Знаком ли тебе, читатель, далёкий звук непочтового колокольчика среди снеговой глуши степной деревни в бесконечный зимний вечер? Точно жизнь и веселье бежит откуда-то издалека, где всё так тепло и светло, и чудно, к тебе, в твой скучный дом… Моя детская фантазия не умела уноситься далеко и широко; за Успенским и Лазовкою, с одной стороны, за Житеевкою — с другой, мне представлялись чуждые страны, неведомые народы, необитаемые пустыни; да и это, правду сказать, представлялось как-то отрицательно, как отсутствие всего родного и знакомого; собственно говоря, там стелились для меня сплошные туманы. Знал я, что в этих туманах Курск и Москва; Москва ещё дальше, чем Курск; там же где-то бабушкино Сиренево и тётенькина Юрьевка; но где именно, в какую сторону, на каком расстоянии и в каких губерниях — для меня не существовало этих вопросов. Лазовка с окрестностями была для меня обитаемым островом, охваченным кругом однообразно-мутными волнами океана; из этой тьмы, из этого неисповедимого моря выплывали и являлись к нам на остров дорогие лица, долго ожидаемые, свято сохраняемые в памяти, наполняли наш крошечный мир счастием и волнением и опять куда-то погружались и исчезали из виду…
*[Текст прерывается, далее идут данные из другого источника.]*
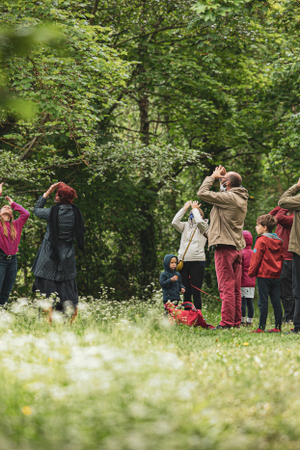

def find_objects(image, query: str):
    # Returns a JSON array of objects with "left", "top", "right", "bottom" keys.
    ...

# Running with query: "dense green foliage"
[{"left": 0, "top": 0, "right": 300, "bottom": 298}]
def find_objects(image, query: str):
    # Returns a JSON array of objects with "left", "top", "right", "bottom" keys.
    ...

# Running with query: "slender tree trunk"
[{"left": 138, "top": 59, "right": 157, "bottom": 292}]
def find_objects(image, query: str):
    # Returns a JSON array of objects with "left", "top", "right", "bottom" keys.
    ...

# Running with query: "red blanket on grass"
[{"left": 165, "top": 302, "right": 214, "bottom": 328}]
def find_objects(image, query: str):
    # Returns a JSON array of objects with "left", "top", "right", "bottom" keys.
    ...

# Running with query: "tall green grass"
[{"left": 0, "top": 298, "right": 300, "bottom": 450}]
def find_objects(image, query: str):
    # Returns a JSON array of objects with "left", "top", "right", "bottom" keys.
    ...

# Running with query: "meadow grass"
[{"left": 0, "top": 296, "right": 300, "bottom": 450}]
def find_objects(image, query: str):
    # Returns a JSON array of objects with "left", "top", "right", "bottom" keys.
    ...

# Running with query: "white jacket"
[{"left": 172, "top": 208, "right": 208, "bottom": 261}]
Изредка услышишь отрывочный разговор о них, изредка прочтётся присланное ими письмо, и тогда мерещатся в тумане их лица и дела; и фантазия составляет себе своебытное понятие о них по этим случайным и скудным данным, с помощью наивной детской критики и бесхитростной детской логики. Какие выходили определённые портреты, и как мало, к моему счастию, они походили на оригиналы! Чувство искренней и необъяснимой радости обхватывало меня всегда при появлении родных, приезжавших издалека и изредка. До сих пор по привычке с замиранием вслушиваюсь в льющийся звон колокольчика, то стихающий, то назойливо болтающий одну и ту же торопливую свою ноту.
«Едут, гости едут»… — раздаётся говор по дому; не знаешь — кто говорит, но только по всем комнатам, через все коридоры и двери разносится одно и то же слово: «Едут!». И сердце наполняется такою сладкою тревогою, таким радостным ожиданием; а чего, собственно, ждёшь, на что рассчитываешь?.. И не мы одни, дети; посмотрите, как обрадовались и взволновались все в доме; откуда явились распорядительность, и быстрота, и горячность… Чья-то рука, словно невидимкой, зажигает огни… Как будто они сами вспыхнули от радости… Чёрные дотоле окна вдруг улыбнулись подъезжающим гостеприимным светом комнаты, уныло задремавшие в глухие сумерки вдруг развеселились и помолодели, и наполнились звуком…
Не нужно никаких приказаний и напоминаний. Напрасно мамаша обрадованно суетится, посылает то за тем, то за другим. Всё делается само собою, по внутреннему побуждению. Кто-то поспешно смахивает пыль со стола, кто-то мчится через двор за перинами, повар Василий уже подкладывает новых дров и моет большие кастрюли, ожидая неизбежного заказа; кучера зажигают в конюшне фонарь и осматривают пустые стойла. Чей-то голос громко через весь двор требует у кого-то ключа от сарая… Из избы в избу зачем-то перебегают огни… А колокольчик ближе и ближе; всё певучее и певучее звенит по морозной ночи его удалая песня… Уж более не прерывается она, а дрожит в воздухе одною сплошною трелью, впиваясь в мой слух всё громче, всё сильнее… Вот уж подсыпают к надворным окнам из спален и детских большие и маленькие. На стульях, на подоконниках уставилось столько нетерпеливых ног и столько жадных глаз пристыло к замороженным стёклам, тревожно вглядываясь в тёмную синеву ночи.
— Кто то? — шепчутся разные имена, встают и падают на сердце разные надежды…
А ямщик и лошади тоже, должно быть, чувствуют, что их заслышали, что их ждут, тоже вдруг приободрились и расцвели, вырвавшись из мертвенного однообразия метели и пустынного поля к нам в жилое место, где жарко топятся печи и ярко горят огни. Уже в глазах наших мерещится какая-то тёмная масса, сначала скатившаяся с сугроба, потом порывисто вынырнувшая из него…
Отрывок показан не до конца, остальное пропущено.